For dates, there are two things affected by the locale. One is the
language of the names of day and month. The other is the regional
preference for their arrangement (date order).

I can certainly sympathize with the view that the effect of these on the
user (foreign or non-native user, to be more precise) is different.
Switching between two different arrangement (especially short date
formats) can indeed be more confusing than switching languages. However,
for long data formats, getting the day month names in other
scripts/languages than rest of the page is irritating in another way -
and users do complain about it.

Given all this, I still don't think it makes sense to alternate the
format randomly based purely on whether the date is generated on the fly
or during page edit.

The latter is the situation for the Unicode site. Many pages have a date
(see all the reports) in the header, which is static and formatted
according the document locale (to use that term). The "last updated"
date happens to be generated at runtime, because that is a convenient
way to do it, but there's nothing intrinsic that requires it to be
dynamic. (One might imagine some hypothetical alternative editorial
process that would create a static time stamp at file upload).

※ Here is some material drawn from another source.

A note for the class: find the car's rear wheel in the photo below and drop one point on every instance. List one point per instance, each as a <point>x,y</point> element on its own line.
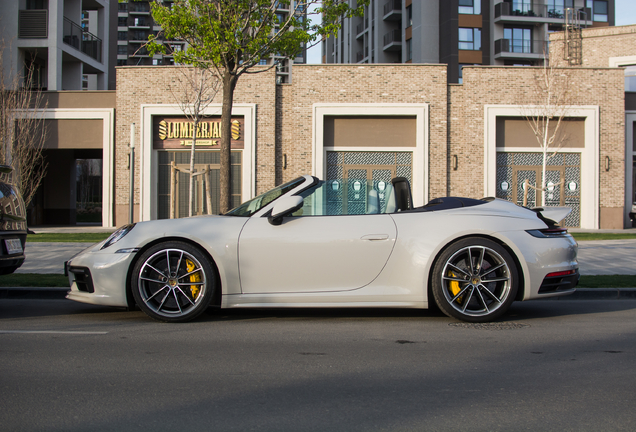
<point>475,280</point>
<point>173,282</point>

Therefore, overall consistency would suggest that exposing the dynamic
nature of this particular string to the user by localizing it
differently is a bug or poor design) and not a feature. Worse, on pages
that have both a static and a dynamic date, using different formatting
rules could create confusion. (The worst case scenario would happen if
they were both in short date format).

On the other hand, I can see situations where it might make sense to
localize date formats even for an untranslated site. Those situations
revolve typically around user input, but they don't apply here.